Page last updated at 08:05 GMT, Tuesday, 22 April 2008 09:05 UK

Brain damage link to cancer drug

Fluorouracil is often used as part of a cocktail of drugs

A drug widely used to treat cancer may cause brain damage, with the effects lasting for years after the end of treatment, research suggests.

The drug, 5-fluorouracil (5-FU), is used, alongside others, to treat cancers of the breast, ovaries, colon, stomach, pancreas and bladder.

Tests on mice showed it destroys vital cells in the brain that help to keep nerves functioning properly.

The University of Rochester study features in the Journal of Biology.

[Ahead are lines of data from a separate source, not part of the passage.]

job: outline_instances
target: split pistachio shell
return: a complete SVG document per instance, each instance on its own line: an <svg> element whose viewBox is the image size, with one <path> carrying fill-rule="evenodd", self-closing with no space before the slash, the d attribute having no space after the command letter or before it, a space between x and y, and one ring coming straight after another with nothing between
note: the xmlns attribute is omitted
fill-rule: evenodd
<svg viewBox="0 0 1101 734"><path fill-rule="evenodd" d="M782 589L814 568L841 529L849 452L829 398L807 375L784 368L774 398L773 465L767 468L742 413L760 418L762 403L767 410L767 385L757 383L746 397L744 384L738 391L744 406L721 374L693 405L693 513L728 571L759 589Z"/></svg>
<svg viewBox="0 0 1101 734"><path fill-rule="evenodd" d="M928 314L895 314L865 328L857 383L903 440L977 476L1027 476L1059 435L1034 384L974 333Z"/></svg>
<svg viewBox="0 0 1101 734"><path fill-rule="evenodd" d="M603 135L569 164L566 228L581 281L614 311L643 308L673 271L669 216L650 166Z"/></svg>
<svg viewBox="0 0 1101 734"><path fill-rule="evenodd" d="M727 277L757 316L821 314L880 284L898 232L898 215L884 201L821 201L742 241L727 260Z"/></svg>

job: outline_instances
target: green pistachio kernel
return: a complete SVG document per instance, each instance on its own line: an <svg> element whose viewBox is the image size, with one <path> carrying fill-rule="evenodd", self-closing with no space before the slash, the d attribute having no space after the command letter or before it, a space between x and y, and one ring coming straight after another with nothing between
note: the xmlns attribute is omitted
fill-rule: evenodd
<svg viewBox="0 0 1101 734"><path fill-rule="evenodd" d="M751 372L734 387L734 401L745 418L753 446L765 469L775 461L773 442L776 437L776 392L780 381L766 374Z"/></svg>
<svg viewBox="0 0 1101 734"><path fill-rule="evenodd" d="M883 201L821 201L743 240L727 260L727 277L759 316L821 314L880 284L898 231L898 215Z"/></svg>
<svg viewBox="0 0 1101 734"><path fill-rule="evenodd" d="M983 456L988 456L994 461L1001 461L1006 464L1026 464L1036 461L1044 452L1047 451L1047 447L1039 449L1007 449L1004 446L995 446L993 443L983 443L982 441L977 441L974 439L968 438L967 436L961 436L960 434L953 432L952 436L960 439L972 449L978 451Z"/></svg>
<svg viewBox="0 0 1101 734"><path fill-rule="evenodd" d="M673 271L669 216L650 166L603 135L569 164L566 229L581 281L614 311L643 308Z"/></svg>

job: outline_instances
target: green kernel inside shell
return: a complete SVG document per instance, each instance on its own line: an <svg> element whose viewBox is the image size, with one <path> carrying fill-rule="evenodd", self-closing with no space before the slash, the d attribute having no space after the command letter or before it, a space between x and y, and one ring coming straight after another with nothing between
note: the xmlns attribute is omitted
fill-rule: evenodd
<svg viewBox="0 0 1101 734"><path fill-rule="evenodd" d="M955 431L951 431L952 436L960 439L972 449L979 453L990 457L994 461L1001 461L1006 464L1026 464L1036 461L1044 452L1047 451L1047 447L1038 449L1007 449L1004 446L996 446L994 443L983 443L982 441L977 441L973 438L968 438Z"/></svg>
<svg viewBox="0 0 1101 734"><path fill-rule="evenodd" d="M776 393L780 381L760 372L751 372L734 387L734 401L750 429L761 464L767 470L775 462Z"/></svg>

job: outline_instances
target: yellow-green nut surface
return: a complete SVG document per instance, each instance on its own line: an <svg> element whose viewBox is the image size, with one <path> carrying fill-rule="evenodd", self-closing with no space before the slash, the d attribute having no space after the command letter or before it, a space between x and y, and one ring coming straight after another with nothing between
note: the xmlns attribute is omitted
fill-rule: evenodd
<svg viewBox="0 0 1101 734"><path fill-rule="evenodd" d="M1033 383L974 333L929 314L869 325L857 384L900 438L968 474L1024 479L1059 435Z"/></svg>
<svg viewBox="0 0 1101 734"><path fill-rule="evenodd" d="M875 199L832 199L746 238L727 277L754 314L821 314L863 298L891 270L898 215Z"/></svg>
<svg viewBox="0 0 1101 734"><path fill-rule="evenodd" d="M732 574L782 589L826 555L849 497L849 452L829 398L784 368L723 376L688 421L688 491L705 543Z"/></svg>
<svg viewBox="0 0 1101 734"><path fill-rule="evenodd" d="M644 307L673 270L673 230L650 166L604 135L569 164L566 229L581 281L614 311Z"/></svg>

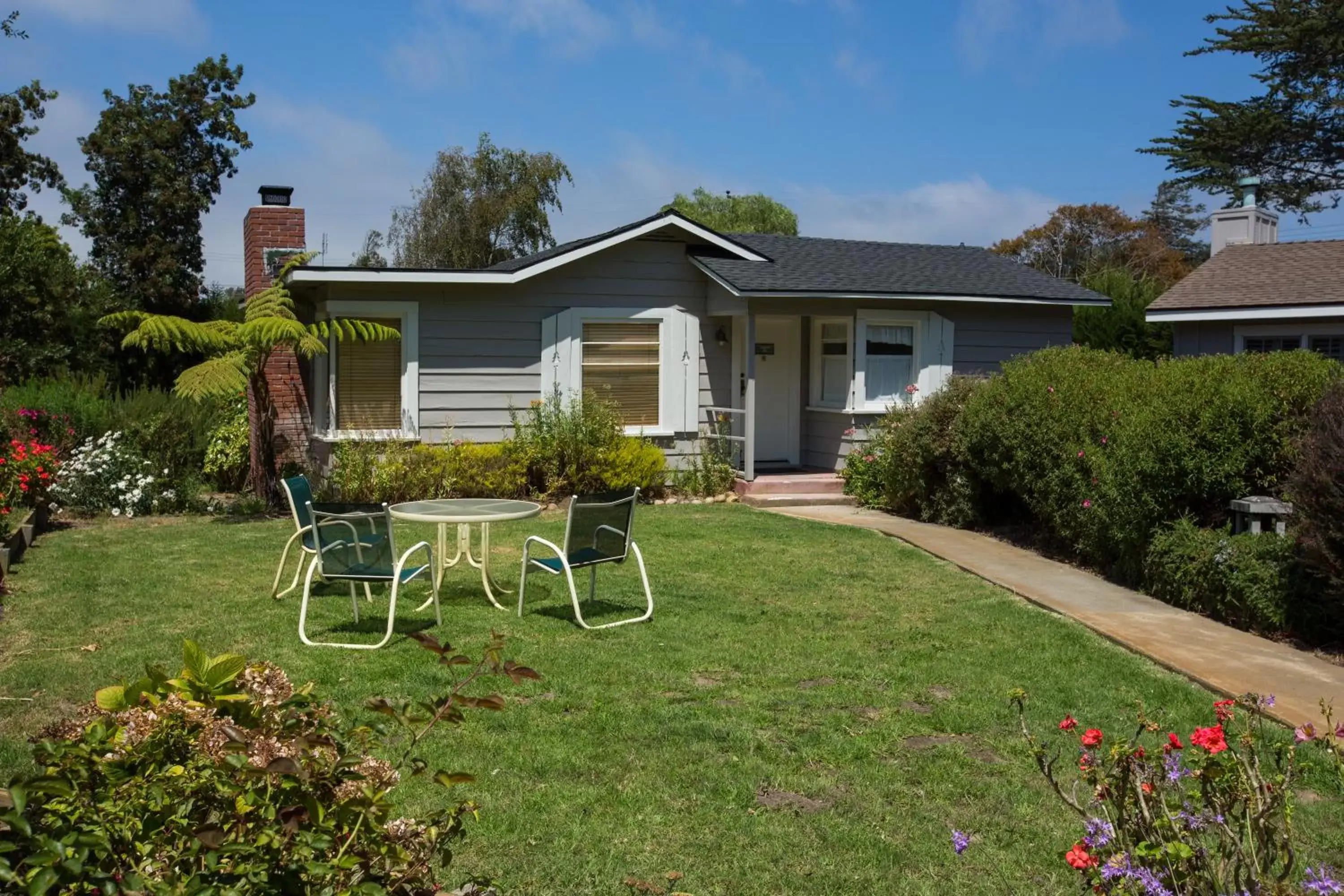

It must be remembered that this drug can offer significant benefits for people who need it which far outweigh the changes which some patients report
Martin Ledwick
Cancer Research UK

The researchers say their findings could explain some of the neurological side effects associated with chemotherapy - a phenomenon often known as "chemo brain".

These include memory loss, poor concentration, and in more extreme cases, seizures, impaired vision and even dementia.

Until recently they were often dismissed as the by-products of fatigue, depression and anxiety related both to the diagnosis and treatment of cancer.

But many patients show symptoms: a previous study by the Rochester team found more than 80% of breast cancer patients reported some form of mental impairment after chemotherapy.

Protective sheath

The latest study found 5-FU attacks oligodendrocyte cells in the brain and the precursor stem cells from which they originate.

These cells play a crucial role in the central nervous system, producing myelin, the protective sheath that keeps nerve fibres in working order.

If myelin is not constantly renewed, communication between nerve cells is damaged.

The researchers showed that oligodendrocytes virtually disappeared from the brains of mice six months after the animals were treated with 5-FU.

Lead researcher Dr Mark Noble said: "It is clear that, in some patients, chemotherapy appears to trigger a degenerative condition in the central nervous system.

"Because these treatments will clearly remain the standard of care for many years to come, it is critical that we understand their precise impact on the central nervous system, and then use this knowledge as the basis for discovering means of preventing such side effects."

The latest study builds on previous work by the Rochester team, which found that three widely used chemotherapy drugs were more toxic to healthy brains than the cancers they were supposed to treat.

Martin Ledwick, of the charity Cancer Research UK, stressed the study had been carried out on animals, and that more work would be needed before any firm conclusions could be drawn on the effect on cancer patients.

He added: "It must be remembered that this drug (5-fluorouracil) can offer significant benefits for people who need it which far outweigh the changes which some patients report."